# Two-way bounding problem 3

Here are the set definitions again for reference:

• $$A = \{(x,y) \in \mathbb{R}^2 : y = 3x + 7\}$$
• $$B = \{\lambda(-2,1) + (1-\lambda)(1,10) : \lambda \in \mathbb{R}\}$$

### Solution

Lemma: $$\lambda(-2,1) + (1-\lambda)(1,10) = (-2\lambda + (1 - \lambda), \lambda + (10 - 10\lambda)) = (1 - 3\lambda, 10 - 9\lambda)$$

$$A \subseteq B$$

Let (x,y) be an element of A. Then $$y = 3x + 7$$ by the definition of A.

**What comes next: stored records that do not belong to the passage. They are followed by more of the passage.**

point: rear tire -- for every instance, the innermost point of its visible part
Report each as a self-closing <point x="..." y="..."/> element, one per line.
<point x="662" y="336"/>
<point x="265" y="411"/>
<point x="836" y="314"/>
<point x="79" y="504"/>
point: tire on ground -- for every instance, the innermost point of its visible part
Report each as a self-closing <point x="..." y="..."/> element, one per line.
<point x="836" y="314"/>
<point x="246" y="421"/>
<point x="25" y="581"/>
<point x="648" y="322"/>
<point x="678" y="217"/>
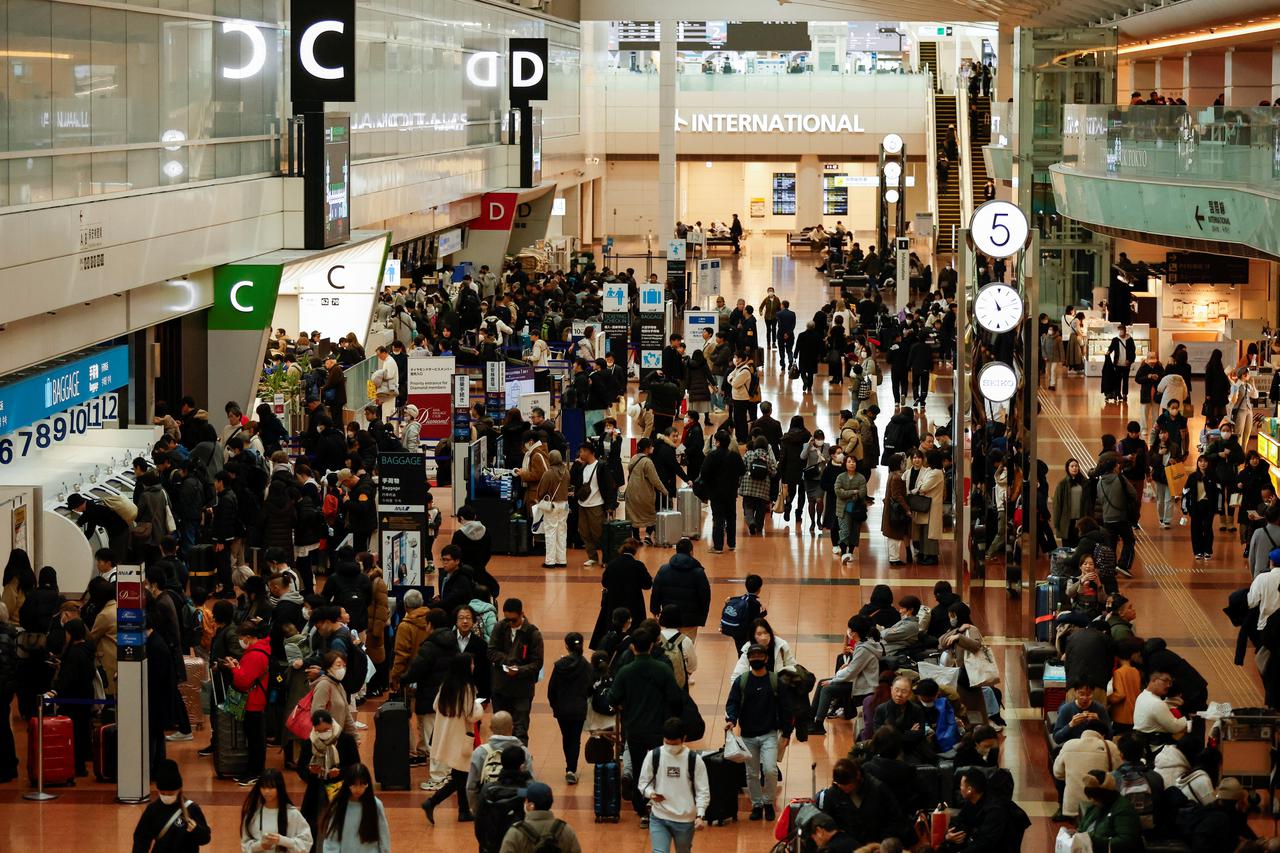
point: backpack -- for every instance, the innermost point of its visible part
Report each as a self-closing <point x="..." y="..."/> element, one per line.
<point x="492" y="766"/>
<point x="1137" y="789"/>
<point x="735" y="614"/>
<point x="676" y="655"/>
<point x="545" y="843"/>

Consider $$\lambda = \frac{1-x}{3}$$.

Then, using our lemma above, we can calculate:

$$\lambda(-2,1) + (1-\lambda)(1,10) = (1 - 3\lambda, 10 - 9\lambda) = (1 - 3\frac{1-x}{3}, 10 - 9\frac{1-x}{3}) = (1 - (1-x), 10 - 3(1-x)) = (x, 3x+7) = (x,y)$$

So we've shown that (x,y) is an element of B.

Since every element of A is also an element of B, $$A \subseteq B$$.

$$B \subseteq A$$

Let (x,y) be an element of B. By the definition of B, we know that $$(x,y) = \lambda(-2,1) + (1-\lambda)(1,10)$$ for some real number $$\lambda$$.

So, using our lemma above, $$(x,y) = (1 - 3\lambda, 10 - 9\lambda)$$.

Then $$3x+7 = 3(1 - 3\lambda) + 7 = 3 - 9\lambda + 7 = 10 - 9\lambda = y$$. So 3x+7 = y, which means that (x,y) is an element of A.

Since every element of B is also an element of A, $$B \subseteq A$$.

Since $$A \subseteq B$$ and $$B \subseteq A$$, A=B, which is what we needed to show.